By: VG Cabuag, Business Mirror
Josephine Gotianun-Yap, Filinvest Development Corp.’s (FDC) president and CEO, said people are now expecting to find several features within the development, such as convenience stores and telemedical consultations, so they will not have to go far to find these services.
“So we’re really actually quite happy that our developments in Filinvest are less dense and our MRB (medium rise building) projects allocate quite a big percentage—60 percent–to open spaces, our buildings are not as tall, I think the consumers will appreciate that more,” Yap said.
FDC owns property developer and shopping mall operator Filinvest Land Inc.
On the retail side, Yap said the company expects its tenants mix would change as e-commerce will be accelerated, but this in turn this will create a demand for logistics space.
The company also operates shopping malls, but Yap admits that it is not a major mall player in the country compared with other developers as the retail spaces that it maintain are meant to serve its township development.

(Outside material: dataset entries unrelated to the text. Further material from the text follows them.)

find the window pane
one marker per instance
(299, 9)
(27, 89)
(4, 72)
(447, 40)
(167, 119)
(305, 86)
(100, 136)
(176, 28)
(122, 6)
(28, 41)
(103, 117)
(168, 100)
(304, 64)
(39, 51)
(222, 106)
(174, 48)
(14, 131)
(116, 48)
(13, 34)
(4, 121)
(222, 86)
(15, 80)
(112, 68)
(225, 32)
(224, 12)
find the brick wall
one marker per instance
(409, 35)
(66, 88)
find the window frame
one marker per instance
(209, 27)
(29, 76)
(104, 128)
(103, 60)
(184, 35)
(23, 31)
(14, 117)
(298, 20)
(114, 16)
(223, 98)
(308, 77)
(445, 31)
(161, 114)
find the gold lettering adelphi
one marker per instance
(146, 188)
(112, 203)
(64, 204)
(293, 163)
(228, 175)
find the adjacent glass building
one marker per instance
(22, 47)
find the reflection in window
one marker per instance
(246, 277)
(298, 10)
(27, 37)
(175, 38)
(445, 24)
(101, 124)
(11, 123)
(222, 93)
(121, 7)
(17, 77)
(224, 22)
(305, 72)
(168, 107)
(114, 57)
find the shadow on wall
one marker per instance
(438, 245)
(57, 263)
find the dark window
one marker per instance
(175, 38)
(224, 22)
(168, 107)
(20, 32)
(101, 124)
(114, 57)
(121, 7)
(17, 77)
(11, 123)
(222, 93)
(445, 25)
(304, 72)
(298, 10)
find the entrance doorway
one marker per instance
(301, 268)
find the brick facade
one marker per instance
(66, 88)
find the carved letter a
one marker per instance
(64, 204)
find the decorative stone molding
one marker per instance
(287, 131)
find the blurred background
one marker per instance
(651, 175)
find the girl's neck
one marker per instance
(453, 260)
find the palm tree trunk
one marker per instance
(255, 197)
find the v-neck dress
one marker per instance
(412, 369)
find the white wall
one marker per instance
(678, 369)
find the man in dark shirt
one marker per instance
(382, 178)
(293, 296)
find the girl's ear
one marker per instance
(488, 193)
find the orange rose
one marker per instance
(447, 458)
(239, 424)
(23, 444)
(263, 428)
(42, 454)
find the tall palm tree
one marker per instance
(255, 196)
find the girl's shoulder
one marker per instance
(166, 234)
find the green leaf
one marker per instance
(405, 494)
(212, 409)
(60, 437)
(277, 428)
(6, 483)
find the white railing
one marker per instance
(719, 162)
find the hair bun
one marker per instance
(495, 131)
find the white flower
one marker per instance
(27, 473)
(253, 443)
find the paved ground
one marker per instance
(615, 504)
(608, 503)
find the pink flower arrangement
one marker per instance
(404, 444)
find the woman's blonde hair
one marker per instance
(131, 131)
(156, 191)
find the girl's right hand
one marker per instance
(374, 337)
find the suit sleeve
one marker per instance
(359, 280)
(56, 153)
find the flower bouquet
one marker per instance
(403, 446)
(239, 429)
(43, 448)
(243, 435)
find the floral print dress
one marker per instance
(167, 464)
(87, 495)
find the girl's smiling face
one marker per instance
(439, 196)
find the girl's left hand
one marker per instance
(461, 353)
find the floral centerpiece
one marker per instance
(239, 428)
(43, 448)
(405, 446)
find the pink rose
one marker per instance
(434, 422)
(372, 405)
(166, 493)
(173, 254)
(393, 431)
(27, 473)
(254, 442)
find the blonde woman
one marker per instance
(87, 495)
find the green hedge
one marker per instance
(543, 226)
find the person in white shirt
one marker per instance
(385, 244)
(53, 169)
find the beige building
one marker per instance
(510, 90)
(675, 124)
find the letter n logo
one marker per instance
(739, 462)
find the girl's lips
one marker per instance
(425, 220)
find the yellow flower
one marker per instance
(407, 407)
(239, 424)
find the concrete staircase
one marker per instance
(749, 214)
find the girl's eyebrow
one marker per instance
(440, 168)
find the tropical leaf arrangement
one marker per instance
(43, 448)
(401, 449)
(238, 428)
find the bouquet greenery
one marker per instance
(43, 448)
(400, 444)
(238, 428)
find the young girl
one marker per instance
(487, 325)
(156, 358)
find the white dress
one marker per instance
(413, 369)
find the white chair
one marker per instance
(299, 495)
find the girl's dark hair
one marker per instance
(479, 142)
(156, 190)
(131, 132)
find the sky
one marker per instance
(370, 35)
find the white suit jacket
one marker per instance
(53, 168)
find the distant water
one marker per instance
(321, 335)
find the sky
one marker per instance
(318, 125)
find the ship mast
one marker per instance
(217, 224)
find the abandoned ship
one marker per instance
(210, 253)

“From the very beginning, since we are not a major mall player, our emphasis is different. Our emphasis was really more on lifestyle, a lot more lifestyle activities. We had predicted that there will be more e-commerce going forward so we made sure our malls are there,” she said.
“And we hope that the consumers will overcome their fear so that they will get used to go under the new normal and consumption can bring back the demand for goods and services,” she added.